Big Easy Express
Starring Mumford and Sons, Edward Sharpe and the Magnetic Zeros, and Old Crow Medicine Show.
Directed by Emmett Malloy
Big Easy Express is the story of the country/folk music tour by London’s Mumford and Sons with LA band Edward Sharpe and the Magnetic Zeros and Nashville’s Old Crow Medicine Show in 2011. The bands and entourages climb aboard a train in Oakland and ride the rails to New Orleans, stopping to perform along the way.

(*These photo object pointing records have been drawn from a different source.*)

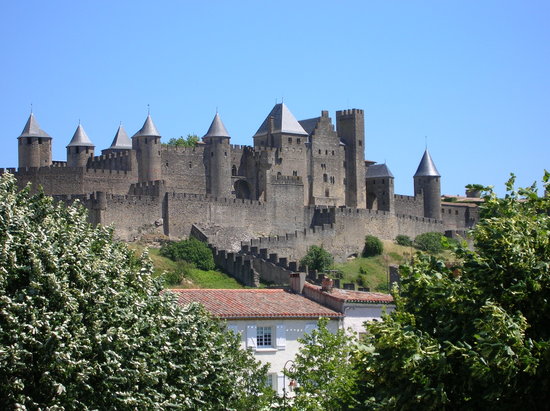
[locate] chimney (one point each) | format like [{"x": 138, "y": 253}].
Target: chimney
[
  {"x": 297, "y": 281},
  {"x": 326, "y": 284}
]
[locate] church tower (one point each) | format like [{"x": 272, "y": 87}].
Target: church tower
[
  {"x": 146, "y": 143},
  {"x": 427, "y": 183},
  {"x": 218, "y": 158},
  {"x": 35, "y": 145},
  {"x": 80, "y": 149}
]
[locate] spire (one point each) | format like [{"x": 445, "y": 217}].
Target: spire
[
  {"x": 32, "y": 129},
  {"x": 426, "y": 168},
  {"x": 217, "y": 129},
  {"x": 80, "y": 138},
  {"x": 121, "y": 140},
  {"x": 148, "y": 129},
  {"x": 283, "y": 122}
]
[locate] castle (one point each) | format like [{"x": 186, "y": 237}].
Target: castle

Big Easy express opens with a credit sequence that is a very cool long shot following Edward Sharpe member Jade. She takes us through the length of the train and walks into ongoing performances by each of the three bands along the way. We are given the setup of the tour through band interviews and find out that the real story happens on board the train. The bands’ booze filled nights go well past sunrise as they jam into the night, any excuse to play is followed. Occasionally playing for random people as they roll along the track as well. This tour is a throwback to the style and sensibilities of the old folk get together like Woodstock and the performances caught on tape are enveloping. One of the bright spots is a visit to a local school band practice by the Mumfords where they perform for the students and invite them out to perform with them late that night. The Mumfords also go on record here stating Edward Share and the Magnetic Zeros may be their new favorite live act to watch perform and based on what we see in the film this is quite understandable.
A interesting document of the tour, Big Easy’s performance footage is great. Most of the interview aspect is dropped in favor of a “fly on the wall” approach during the constant jams and wild nights aboard the train. Mumford and Sons are of course huge stars, but the other two bands are given equal if not more coverage and emerge as talented, hard working individuals with lots of talent. As someone who knows very little about these bands, the one aspect I found lacking in this film was the lack of onscreen titles announcing who was who and which band they were from. This may turn off some people who know nothing of these bands entirely, though I’m sure the people who follow these bands religiously barely noticed. I found the music carried me through to the point where it no longer mattered who said what or even what they said.
In my schedule, Big Easy was a last minute replacement for another film and I was pleasantly surprised by how much I enjoyed it. Certainly not groundbreaking, but a fun film with great music aplenty, Big Easy Express works best in those intimate nooks of the train where music exudes at a boozy 4 am.